ワイヤー一本で自分の足かせを外した彼は、足首を数回捻ってから立ち上がる。

 

「相沢武榴には感謝してる。百足の姫の家に軟禁されてた俺を、ここに連れてきてくれたんだからな」

 

彼は確かにアンデッドの一員だが、俺と同じ人間だ。

 

「マスターには、望むなら外出させるように言ってるが、エミーにばったり会ってないよな?」

「あぁ、ばれてない。それにお前らの資金から飯食わせてもらってるから、相沢武榴には頭が下がるぜ」

 

エミーには内緒だが、こいつにはわりと普通に生活してもらっている。無理やり拘束するのが俺の趣味じゃないというのと、エミーによる彼の拘束が予以上常に酷かったというのが理由だ。

手足をロープで縛り付けた上に、3日間の絶食。人間に行ってはいけない行為を受けた彼に対する同情心は、俺やマスターも多少持ち合わせていた。

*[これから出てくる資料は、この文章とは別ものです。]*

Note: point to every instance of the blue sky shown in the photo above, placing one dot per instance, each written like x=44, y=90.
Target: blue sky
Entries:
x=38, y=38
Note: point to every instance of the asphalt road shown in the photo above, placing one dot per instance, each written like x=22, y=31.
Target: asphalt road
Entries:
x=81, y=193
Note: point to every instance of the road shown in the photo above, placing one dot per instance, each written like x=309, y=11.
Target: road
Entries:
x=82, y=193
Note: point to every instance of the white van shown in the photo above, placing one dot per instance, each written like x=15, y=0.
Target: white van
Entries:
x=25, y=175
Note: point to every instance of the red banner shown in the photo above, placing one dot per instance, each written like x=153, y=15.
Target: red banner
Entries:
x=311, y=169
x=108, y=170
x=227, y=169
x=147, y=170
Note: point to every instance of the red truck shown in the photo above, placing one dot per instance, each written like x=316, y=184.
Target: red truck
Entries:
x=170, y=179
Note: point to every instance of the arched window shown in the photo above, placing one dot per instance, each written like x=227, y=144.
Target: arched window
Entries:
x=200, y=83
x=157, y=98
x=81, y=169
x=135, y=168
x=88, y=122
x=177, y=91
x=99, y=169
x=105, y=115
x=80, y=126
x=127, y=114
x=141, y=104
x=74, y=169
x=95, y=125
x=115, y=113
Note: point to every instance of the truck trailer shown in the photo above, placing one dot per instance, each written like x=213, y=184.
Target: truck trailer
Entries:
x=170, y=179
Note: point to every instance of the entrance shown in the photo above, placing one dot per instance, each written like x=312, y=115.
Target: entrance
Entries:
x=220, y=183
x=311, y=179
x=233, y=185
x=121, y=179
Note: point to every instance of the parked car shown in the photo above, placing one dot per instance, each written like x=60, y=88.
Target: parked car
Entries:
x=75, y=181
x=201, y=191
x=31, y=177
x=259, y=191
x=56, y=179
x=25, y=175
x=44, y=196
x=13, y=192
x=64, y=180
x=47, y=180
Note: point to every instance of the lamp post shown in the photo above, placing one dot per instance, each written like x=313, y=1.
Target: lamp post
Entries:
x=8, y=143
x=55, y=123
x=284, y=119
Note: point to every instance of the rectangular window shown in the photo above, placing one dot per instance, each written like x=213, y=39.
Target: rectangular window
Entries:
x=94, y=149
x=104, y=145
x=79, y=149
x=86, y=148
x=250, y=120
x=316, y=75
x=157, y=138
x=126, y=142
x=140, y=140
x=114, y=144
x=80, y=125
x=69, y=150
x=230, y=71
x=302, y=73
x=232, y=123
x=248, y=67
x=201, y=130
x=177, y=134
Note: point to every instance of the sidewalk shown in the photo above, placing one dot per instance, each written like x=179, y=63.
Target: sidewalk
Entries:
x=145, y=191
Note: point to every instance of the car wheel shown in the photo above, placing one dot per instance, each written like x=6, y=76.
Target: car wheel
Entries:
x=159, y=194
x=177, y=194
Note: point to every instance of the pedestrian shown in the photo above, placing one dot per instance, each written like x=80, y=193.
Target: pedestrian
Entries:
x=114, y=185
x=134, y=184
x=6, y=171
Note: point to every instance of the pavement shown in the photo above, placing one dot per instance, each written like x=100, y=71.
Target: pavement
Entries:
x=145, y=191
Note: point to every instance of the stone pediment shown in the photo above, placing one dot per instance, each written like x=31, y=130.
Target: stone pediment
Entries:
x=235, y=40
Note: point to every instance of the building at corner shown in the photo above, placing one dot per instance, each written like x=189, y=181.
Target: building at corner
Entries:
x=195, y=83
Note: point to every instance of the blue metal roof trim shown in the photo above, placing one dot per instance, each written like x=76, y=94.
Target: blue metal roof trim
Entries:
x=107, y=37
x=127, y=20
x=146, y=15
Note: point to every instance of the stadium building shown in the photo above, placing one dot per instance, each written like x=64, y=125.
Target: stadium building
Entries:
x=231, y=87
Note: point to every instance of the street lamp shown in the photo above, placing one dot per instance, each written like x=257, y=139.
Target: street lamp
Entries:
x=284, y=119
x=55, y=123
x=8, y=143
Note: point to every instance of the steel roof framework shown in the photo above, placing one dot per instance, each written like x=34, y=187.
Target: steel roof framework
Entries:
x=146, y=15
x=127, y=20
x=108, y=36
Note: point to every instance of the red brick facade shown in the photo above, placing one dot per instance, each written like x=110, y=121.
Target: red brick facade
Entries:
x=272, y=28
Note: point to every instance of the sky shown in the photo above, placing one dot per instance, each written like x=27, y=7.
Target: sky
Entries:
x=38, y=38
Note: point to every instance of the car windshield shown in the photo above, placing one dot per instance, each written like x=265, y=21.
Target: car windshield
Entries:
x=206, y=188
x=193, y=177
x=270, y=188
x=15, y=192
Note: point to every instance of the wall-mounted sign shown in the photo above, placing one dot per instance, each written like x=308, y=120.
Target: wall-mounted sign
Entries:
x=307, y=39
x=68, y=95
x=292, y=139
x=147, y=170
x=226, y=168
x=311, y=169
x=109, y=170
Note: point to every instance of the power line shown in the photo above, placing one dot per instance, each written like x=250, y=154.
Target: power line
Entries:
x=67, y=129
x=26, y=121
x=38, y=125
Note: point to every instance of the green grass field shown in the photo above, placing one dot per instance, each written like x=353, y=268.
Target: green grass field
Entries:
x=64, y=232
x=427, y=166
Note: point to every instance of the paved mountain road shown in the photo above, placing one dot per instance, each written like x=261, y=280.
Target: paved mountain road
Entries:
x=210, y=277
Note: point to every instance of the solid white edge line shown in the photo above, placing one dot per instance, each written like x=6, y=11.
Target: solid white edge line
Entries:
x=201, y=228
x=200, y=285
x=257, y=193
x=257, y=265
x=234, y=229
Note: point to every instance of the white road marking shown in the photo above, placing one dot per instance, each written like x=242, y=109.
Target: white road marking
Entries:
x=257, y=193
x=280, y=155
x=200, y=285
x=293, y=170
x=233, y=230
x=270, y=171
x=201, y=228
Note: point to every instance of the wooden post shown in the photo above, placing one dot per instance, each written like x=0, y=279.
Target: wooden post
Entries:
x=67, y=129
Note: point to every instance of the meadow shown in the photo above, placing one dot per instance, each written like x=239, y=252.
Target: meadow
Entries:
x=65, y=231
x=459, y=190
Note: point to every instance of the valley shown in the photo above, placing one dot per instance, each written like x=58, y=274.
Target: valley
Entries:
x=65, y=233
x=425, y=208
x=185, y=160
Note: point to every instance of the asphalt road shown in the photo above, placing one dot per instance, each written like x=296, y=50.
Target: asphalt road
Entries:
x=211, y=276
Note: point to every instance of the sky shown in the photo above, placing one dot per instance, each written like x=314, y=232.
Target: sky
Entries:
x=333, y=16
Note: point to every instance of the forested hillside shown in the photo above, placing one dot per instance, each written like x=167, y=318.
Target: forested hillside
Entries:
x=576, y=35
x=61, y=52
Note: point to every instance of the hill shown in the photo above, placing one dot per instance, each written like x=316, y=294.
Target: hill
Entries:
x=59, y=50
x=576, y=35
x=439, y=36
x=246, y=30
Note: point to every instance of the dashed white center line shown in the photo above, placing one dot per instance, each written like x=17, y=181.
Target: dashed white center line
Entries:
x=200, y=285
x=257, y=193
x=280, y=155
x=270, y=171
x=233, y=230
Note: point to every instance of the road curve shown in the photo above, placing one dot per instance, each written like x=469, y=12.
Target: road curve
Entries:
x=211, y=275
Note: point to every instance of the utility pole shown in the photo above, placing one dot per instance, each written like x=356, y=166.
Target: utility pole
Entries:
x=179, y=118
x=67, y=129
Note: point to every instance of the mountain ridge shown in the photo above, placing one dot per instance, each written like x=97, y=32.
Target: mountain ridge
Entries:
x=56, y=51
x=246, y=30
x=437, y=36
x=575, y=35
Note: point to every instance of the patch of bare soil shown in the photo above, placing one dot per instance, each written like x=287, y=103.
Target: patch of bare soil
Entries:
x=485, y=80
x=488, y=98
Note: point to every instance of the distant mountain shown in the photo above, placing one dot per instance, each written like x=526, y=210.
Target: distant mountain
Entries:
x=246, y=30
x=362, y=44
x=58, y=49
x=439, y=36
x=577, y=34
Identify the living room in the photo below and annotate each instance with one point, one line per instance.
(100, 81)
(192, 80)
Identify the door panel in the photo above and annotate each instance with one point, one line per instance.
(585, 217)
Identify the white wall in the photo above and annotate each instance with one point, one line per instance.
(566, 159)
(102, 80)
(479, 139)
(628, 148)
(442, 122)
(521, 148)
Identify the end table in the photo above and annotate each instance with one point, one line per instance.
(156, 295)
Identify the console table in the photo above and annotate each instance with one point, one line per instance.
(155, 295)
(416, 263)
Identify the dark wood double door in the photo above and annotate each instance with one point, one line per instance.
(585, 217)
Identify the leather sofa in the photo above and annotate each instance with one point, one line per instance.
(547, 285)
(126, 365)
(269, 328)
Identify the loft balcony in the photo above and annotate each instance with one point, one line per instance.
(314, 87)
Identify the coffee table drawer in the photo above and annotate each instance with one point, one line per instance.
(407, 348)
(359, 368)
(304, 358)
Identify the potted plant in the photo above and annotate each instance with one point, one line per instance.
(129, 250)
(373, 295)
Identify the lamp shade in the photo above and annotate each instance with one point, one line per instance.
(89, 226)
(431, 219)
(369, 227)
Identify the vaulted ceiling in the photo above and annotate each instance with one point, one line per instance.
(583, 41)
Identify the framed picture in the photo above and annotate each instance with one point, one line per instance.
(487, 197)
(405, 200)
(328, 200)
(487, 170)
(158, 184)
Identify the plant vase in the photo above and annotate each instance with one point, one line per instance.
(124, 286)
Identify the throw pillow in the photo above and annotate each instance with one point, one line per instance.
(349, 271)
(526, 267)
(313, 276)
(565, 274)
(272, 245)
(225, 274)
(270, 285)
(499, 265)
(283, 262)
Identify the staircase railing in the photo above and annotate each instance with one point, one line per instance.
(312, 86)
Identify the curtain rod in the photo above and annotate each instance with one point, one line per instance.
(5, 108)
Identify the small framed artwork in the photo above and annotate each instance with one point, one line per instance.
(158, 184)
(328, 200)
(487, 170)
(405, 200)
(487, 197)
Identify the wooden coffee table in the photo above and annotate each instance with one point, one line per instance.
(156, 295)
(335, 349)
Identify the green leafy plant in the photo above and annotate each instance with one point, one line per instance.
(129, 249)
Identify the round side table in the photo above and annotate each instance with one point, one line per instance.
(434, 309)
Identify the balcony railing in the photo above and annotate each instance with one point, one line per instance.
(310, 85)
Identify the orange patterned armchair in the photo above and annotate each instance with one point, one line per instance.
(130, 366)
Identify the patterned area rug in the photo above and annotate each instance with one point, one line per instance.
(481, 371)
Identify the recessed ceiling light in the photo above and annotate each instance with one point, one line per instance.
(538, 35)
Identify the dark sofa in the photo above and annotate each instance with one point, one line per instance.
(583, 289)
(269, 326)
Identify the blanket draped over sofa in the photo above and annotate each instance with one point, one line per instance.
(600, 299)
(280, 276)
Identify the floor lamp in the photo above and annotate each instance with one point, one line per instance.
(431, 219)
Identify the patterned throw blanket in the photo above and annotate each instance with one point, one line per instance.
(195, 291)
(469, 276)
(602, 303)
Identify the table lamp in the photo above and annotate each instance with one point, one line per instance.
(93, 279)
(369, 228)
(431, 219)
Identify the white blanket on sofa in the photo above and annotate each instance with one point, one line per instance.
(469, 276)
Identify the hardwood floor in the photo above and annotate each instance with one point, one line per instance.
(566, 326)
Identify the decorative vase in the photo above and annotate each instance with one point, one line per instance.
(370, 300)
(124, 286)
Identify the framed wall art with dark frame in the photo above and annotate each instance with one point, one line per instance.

一応ある程度の自由は許し、その代わり情報を提供して貰うという関係を作り上げたのだが、その関係もエミーの行動で台無しになりかねない。

 

「くれぐれも、エミーにはバレないでくれ」

「心配するな。百足の姫に会わないよう、細心の注意は払ってるさ」

「それならいい」

 

俺が部屋から出ようとすると、ちょっと待て、と佐々木が声をかけてきた。

 

「教えてくれ。ライカンスロープってやつがアンデッドって名乗ったのは、本当なのか?」

 

俺は黙って頷く。

 

「そうか。相沢武榴。お前さんの予想を教えてくれ。ライカンスロープはアンデッドだと思うか?」

「違う」

 

俺は断言する。あんな奴が、あんな甘い奴がアンデッドであるはずがない。

今回の事件において、死者は一人も出ていない。そんなこと、本当のアンデッドが絡んでいるなら絶対にあり得ないはずだ。

 

「そうか、お前さんは偽者と予想するか」

「あぁ、相沢武榴はそう予想するぞ」

 

この言葉に佐々木は少しだけ顔に笑みを浮かべた。

 

「引き止めて悪かったな、相沢武榴」

「問題ない。大した時間じゃないさ」

「また会いに来てくれ、相沢武榴。……スカル様に永遠を」

 

その言葉、エミーの前で言ったら殺されるぞ。

俺はそう言い残して部屋の扉を閉めた。




みなさん、お久しぶりです。
投稿がかなり遅くなったことをお詫びします。遊戯王二次創作を書いたり、現実が忙しかったのが主な理由です。
今後も投稿は遅くなるかもしれませんが、ご了承ください。